Biography

Julian Bond – SNCC Digital Gateway

Julian bond

January 14, 1940 – August 15, 2015 raised in Nashville, Tennessee

the sit-ins in greensboro, north carolina, ignited a spark. Like many other Negrosma college students, Morehouse College student Julian Bond wanted to replicate that direct action against segregation in Atlanta. He joined several other students in co-founding the Committee of Appeals for Human Rights (COAHR), which began sit-ins in soup kitchens and bus stations. “In our opinion,” Bond recalled, “segregation at the lunch counter was the greatest evil facing blacks in the country.”

bond soon realized that the food counters were a symptom of bigger problems. At the SNCC founding conference at Shaw University in April 1960, she gained a deeper understanding of what blacks were up against. There, Ella Baker’s speech, “More Than a Burger” inspired Bond and the other young attendees to think more about the scope of what it took to effect the change they wanted.

prior to his final semester at morehouse, bond dropped out and began working full-time for sncc as director of communications and editor of the organization’s newspaper, the student voice. sncc’s voter registration efforts were reported to sncc’s communication department.

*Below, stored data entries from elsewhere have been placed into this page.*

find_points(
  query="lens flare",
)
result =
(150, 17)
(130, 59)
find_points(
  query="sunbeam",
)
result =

When violence occurred, telegrams in the name of the SNCC president were immediately sent to the Justice Department with copies to news services and newspapers. photos of burned or bombed churches and houses in the sncc project areas were also sent. precision was key. “If we were going to try to break the blackout on black atrocities…” explained Mary King, a member of the communications staff, “the worst thing you could do would be to exaggerate, and Julian’s instinct was to downplay the numbers and be very, very cautious.”

in 1965, ivanhoe donaldson encouraged bond to run for the georgia state legislature and became his campaign manager. Charlie Cobb, though initially leery of electoral politics, joined this new effort along with Judy Richardson. bond ran his campaign in the democratic style of sncc’s “little d”, knocking on doors and involving the community throughout the political process. they didn’t want people to just vote; they wanted ordinary people to feel that they had a significant voice in the way their government was run. “I see this campaign,” Bond said, “as an opportunity to show that ordinary citizens have decision-making power.”

bond went door to door asking people what they wanted their agent to do. Most blacks weren’t used to this style of campaigning, and Bond recalls that “literally 100% of the people I surveyed have never had anyone come into their house and sit down and talk to them seriously about their community”. bond took community feedback to heart and developed a platform that focused on raising the minimum wage, ending literacy tests, and repealing right-to-work laws.

bond won the election by a wide margin, but the georgia state legislature refused to give him a seat because of sncc’s opposition to the vietnam war and bond’s refusal to disavow the organization’s position. so he campaigned and won again, but was denied a seat again. After winning a third election, the Supreme Court ordered the state legislature to issue bonds. On January 9, 1967, at the age of twenty-six, Julian Bond was sworn in and took his seat in the legislature.